One of the most unexpected announcements at WWDC was probably Apple’s preview of the next generation of CarPlay, which will apparently include deep integration with automotive subsystems that allow Apple to take over some, or all, of a car’s in-car interface.

For a company that famously doesn’t discuss forthcoming products, it was an interesting move. Cars that support this new version of CarPlay won’t be announced until late next year, which means the odds of someone driving a new car with this level of CarPlay integration before sometime in 2024 are pretty low. This is a far-off product demo the likes of which Apple hasn’t made in years.

Of course, the auto industry moves slowly. And this is a product announcement that’s fraught with politics, too, because any car company that prides itself on its own in-car interface design would presumably feel bad if the iPhone simply took that design and threw it away.

And yet… this evolution of CarPlay makes sense. Our phones are personal in ways our cars just can’t be, because we’re always with our phones but not always in our cars. When I see cars with their own built-in maps and navigation, I always roll my eyes because no matter how slick their interfaces and how recent their map updates, I’m pretty confident that the maps app on my phone is slicker and contains better data.

That’s why CarPlay (and for those on the other side, Android Auto) is a good idea, and why car companies that don’t allow smartphones to connect to their interfaces are allowing their ego to override the simple act of doing the right thing for their customers. (I appreciate Tesla’s love for its home-built interface, but letting me control Overcast or Apple Music via a CarPlay window would make me like their interface more, not less.)

Beyond the hold-outs, though, there’s another problem I can see with this CarPlay-enhanced future we’re apparently headed for, eventually: namely that CarPlay—at least as it’s currently defined—doesn’t actually solve any fundamental problems for carmakers. This new CarPlay might create an Apple-designed interface for many (or all) of a car’s controls, but since the car also needs to operate without an iPhone present, the carmaker will still need to build its own interface. And at that point, we’re back to carmakers being so proud of their interfaces—not to mention entirely aware of how much it costs to build them—that they’re less likely to hand over the interface to Apple.

Google addressed this problem with something called Android Automotive, which is basically a version of Android that’s designed to run on hardware in a car and provide an interface for the car’s systems. Many of Apple’s declared partners for the new CarPlay have also announced support for Android Automotive.
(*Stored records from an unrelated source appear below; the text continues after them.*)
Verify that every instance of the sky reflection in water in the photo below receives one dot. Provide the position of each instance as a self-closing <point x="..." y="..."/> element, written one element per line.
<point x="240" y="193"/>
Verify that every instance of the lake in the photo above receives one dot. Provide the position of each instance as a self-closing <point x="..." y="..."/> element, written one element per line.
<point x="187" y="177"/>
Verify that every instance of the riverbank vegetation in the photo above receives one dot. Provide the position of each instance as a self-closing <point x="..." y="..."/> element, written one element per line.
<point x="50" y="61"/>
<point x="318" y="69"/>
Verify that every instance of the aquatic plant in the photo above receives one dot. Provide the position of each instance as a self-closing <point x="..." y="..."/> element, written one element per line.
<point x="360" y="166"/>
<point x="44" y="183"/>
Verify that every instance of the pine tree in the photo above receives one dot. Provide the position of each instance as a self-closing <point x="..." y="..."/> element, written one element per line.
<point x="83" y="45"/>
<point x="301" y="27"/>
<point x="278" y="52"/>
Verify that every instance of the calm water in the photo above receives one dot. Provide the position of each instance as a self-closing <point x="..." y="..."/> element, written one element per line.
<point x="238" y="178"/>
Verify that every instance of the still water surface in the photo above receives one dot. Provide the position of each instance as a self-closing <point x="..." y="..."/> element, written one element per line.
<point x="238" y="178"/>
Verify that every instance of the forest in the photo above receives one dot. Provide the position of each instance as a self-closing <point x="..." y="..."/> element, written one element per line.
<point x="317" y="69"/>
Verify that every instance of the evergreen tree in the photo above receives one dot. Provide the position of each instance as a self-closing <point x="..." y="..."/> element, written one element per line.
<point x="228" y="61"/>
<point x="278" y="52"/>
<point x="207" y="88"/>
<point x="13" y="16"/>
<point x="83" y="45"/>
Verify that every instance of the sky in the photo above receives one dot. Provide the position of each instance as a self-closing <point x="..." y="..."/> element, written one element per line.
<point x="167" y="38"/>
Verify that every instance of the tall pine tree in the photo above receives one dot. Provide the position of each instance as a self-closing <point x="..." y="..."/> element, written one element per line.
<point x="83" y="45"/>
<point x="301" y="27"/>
One possibility is that cars running Android Automotive will be able to connect to iPhones and allow the new version of CarPlay to replace the Android Automotive interface with its own. Some early Android Automotive cars already offer CarPlay support, so it’s not a stretch to imagine carmakers using the customizable open-source Android variant as a vanilla implementation—and then letting iPhone users replace it at will.

Alternately, Apple could make a CarPlay equivalent of Android Automotive, a base-level CarPlay interface that works in a car even if an iPhone isn’t attached. Carmakers would get the reflected shine of an Apple user experience, and their cars would be functional without a paired iPhone. Of course, a paired iPhone would be what would make them shine.

Or perhaps despite all of Apple’s big talk, it’s actually a hard sell to get carmakers to embrace CarPlay and let Apple take over their instrument clusters and hardware controls. By claiming that nothing will happen on this front until late next year, Apple has some time to figure out how to make it all work.